Exclusive book extract

Prentice Mannetter is a well known US handicapping expert. His book The Golden Path To Profits (extracts of which are published here in PPM) has been a best-seller for a long time for Dave Powers' RPM Information Systems.

You only get from horse racing what you're willing to give to horse-racing, and what you believe you will get out of it.

There's a quote from a book that I've modified to use in my daily life: "You only get out of life what you're willing to risk giving." You have to give of yourself to receive in return.

There are four steps that will help lay the foundation of your success. Two of them are as follows:

The first step in becoming successful is to ask yourself why you go to the races. Most people don't do this and therefore waste a lot of time and energy that could be better spent elsewhere.

Are you there to make money or just to have a good time? The answer to this question will determine your level of success and your approach. If you're there for the entertainment, you'll want to play a good number of races but if you're there to make money, you'll have to pick your spots and be patient.

Your goals and approach as a recreational player will be different than the goals and time commitment of a  professional.

The next step is to research methods of handicapping to find one that suits your personality and your betting needs. Do you like numbers? If so, concentrate on speed and pace handicapping.

If you like people and animals, you can, for example, concentrate on trainer specialities, and jockey-trainer combinations with a particular horse. Find a method that is in tune with your interests and abilities. If you don't like or understand numbers, your chances of succeeding with them will be small.

You also have to determine how much time you can spend on handicapping races.
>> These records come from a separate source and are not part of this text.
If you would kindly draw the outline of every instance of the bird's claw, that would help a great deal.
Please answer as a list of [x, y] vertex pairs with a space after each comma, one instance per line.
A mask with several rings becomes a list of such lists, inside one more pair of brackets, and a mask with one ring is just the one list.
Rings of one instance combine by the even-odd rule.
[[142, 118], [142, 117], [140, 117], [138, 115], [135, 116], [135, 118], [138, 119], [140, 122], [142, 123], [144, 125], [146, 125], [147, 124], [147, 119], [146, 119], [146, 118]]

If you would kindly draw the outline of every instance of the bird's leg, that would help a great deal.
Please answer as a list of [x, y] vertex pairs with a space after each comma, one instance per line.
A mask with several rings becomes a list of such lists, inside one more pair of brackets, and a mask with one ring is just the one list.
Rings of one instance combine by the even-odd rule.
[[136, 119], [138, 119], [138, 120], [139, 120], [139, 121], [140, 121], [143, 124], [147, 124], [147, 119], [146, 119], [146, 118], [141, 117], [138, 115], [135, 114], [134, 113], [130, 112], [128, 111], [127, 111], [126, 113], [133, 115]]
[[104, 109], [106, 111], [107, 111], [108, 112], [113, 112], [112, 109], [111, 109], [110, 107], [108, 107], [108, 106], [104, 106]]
If you're using speed ratings or stats on trainer specialities, do you have the time to create them, or will you buy them from someone else?

If you do it yourself, you have control over the numbers and truly understand how they were made and the nuances behind them, which can give you an edge.

Once you have chosen your approach, do an extensive study of the past performances to see where and when your method works. This will help shorten your learning curve greatly. It will also dispel some of the old,  commonly-held myths about handicapping which may be costing you money.

The best rule anybody can learn about betting is to do nothing unless there is something to do. That is: Don't bet unless you have an edge. In other words, only bet when you have an edge.

Repeating that last sentence is not a mistake. It's like the three rules of opening a business. Location, location, location!

It's the simplest concept but one that people continue to ignore. You must have a strong edge and value in your bets.

Set goals. How will you define when you're successful? A recreational bettor's goals should be different from a professional bettor's. It may be as simple as trying to win enough to pay for a couple of beers and enjoying oneself. A professional may have a goal of playing three or four races a day, winning 25 per cent of playable races (60 per cent by betting two horses per race) and a return on investment of 20 per cent.

Define your goals and plan a way of attaining them. Fifty per cent winners and 100 per cent return on investment, betting five races a day, is unrealistic. Start with small, attainable goals. As you achieve each one, set the next goal.

The emotional toll of betting can be substantial. On any given day you can lose a significant amount of money. Many people haven't developed the psychological makeup to weather these occurrences. If you personalise those losing moments, you won't be able to make intelligent betting decisions.

Instead of concentrating on the short term, always keep your focus on long-term results, past and present.


When you're betting, concentrate on your total risk for each race. What percentage of bankroll are you risking? Will your bet, as a percentage of bankroll, have a big enough return to substantiate the bet itself?

A common mistake is to think of trainers and jockeys as adversaries. They don't care if you win or lose a bet on them. They're out to make a living and collect purse money ... they're, not your enemy.

Jockeys put their lives on the line every day. Do you? The horse doesn't care if you bet on it, either. All it wants to do is either run around the track or win the race and get back to the stable for some good grub and a rub down.

Whenever you say "I wish" or "I hope" after placing a bet, you're engaging in destructive behaviour. It takes you away from coming to a logical conclusion and puts the emphasis on gambling luck. While luck can certainly affect you in the short term, it won't change your long-term results.

Be patient enough to wait for clearly defined betting opportunities. The less money you have, the more patient you should be.

When something is obvious to everyone else, don't bet. The value is gone. Stay as emotionally detached as  possible from the inherent value of your money. Instead of looking at the dollar amount, look at your bankroll as a way of keeping score.

If you lose all your points, you can't play any more. This will allow you to make better decisions.

If you turn "cold" after a nice hot streak, take a break. Let your mind rest and come back fresh.

Whenever you're starting a new selection or betting method, start by betting in small amounts. When you're first learning something new you'll make a lot of mistakes and poor decisions; you don't want to risk a lot of your capital during this period.

Make as many mistakes as possible in this initial process. Write them all down along with your monetary losses . . . and learn from them. "Ibis is the time to be at your worst, when you're betting $2 or $10.

You don't want to make mistakes or repeat them when you are betting $200 or more on a race.

And remember: the most profitable bets are inherently the hardest, psychologically, to make.